Die wenigen Einzelhändler, die noch in der Niederburg ausharren, haben von den Gassenfreitagen und den anderen geplanten Veranstaltungen keinen Vorteil – im Gegenteil – denn die Läden sind leer, wenn draussen vor der Tür der Punk abgeht.
Mag sein, dass die Kneipiers sich freuen. Aber die Aufenthaltsqualität im ältesten Konstanzer Stadtteil dümpelt am unteren Rand der Möglichkeiten. Um die Niederburg nachhaltig attraktiver zu machen, muss dieser Stadtteil auch als gute Einkaufsadresse und besonderes Wohnquartier wahrgenommen werden – dann käme eine dauerhafte Belebung ganz von allein. Von diesem Ziel sind wir aber noch sehr weit entfernt……

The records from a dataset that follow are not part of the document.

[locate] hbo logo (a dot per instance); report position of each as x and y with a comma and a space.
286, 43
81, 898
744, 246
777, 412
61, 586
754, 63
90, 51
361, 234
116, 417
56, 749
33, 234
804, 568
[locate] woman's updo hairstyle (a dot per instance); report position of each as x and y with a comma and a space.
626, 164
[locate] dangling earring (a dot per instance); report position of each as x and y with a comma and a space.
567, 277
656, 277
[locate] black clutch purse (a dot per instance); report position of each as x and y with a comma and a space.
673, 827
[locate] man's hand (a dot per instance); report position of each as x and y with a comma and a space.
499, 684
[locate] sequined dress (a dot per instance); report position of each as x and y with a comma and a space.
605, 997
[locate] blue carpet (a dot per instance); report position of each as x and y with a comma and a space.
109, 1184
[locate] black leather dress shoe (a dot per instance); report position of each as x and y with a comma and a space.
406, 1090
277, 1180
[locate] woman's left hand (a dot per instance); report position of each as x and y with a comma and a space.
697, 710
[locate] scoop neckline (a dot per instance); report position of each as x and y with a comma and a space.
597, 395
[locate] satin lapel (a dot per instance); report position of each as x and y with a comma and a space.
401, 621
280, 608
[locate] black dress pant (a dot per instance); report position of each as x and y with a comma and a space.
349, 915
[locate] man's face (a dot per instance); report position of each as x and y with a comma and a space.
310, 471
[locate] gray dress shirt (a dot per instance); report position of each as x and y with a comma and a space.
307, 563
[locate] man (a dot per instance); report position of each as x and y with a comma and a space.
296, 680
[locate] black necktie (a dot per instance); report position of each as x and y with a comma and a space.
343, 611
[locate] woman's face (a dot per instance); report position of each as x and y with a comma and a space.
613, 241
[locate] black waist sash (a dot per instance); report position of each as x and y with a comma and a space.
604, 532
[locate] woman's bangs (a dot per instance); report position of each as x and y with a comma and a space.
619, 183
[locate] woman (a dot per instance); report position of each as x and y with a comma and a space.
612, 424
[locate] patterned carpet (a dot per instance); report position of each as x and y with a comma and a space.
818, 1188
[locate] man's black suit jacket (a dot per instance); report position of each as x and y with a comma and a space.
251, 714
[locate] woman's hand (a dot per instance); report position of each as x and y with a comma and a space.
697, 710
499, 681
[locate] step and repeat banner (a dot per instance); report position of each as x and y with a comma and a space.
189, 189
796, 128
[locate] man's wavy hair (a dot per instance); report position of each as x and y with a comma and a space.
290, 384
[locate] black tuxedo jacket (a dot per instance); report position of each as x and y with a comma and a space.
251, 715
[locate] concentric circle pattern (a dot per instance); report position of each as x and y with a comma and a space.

Die Niederburg lebt schon jetzt, immer noch und ist nicht dem Untergang geweiht, wie man dem Vorgehen des Vereins „Niederburg – vital“ entnehmen könnte. Die „Gassenfreitage“ sind nicht anderes mehr als kleine Stadtteilfeste. Ja, es gibt noch ein paar Einzelhändler die geöffnet haben, aber das gros hat diese Fress-, Sauf-, und Lärmveanstaltung doch schon den Rücken gekehrt. Was einem da als Anwohner allmonatlich begegnet grent ist unwirklich: irgendwelche stellen selbstgemalte Verkehrsschilder auf, dass die Durchfahrt verboten ist. Wenn ich, wie jeden Freitagabend gegen 20 Uhr nach Hause komme und wie jeden Freitag vor meinem Haus ausladen will, muss ich mich durch einen Haufen ungläubig Glotzender durchwühhlen und mir Anfeindungen gefallen lassen. Auch dass immer mehr nicht-Niederburg-Ansässige-Händler ihre Tische aufschlagen, ist wohl nicht ganz im Sinne des Erfinders. Und für den Dreck auf der Strasse und das Gegröhle nachts sind dann etliche der „Vital“-Freunde auch nicht mehr zuständig, da sie ja hier nicht wohnen. Für mich hat diese Veranstaltung ihr ursprüngliches Ziel verfehlt. Da kommen doch keine Nachhaltigen Umsatzsteigerungen oder gar bessere Kundenbindungen heraus.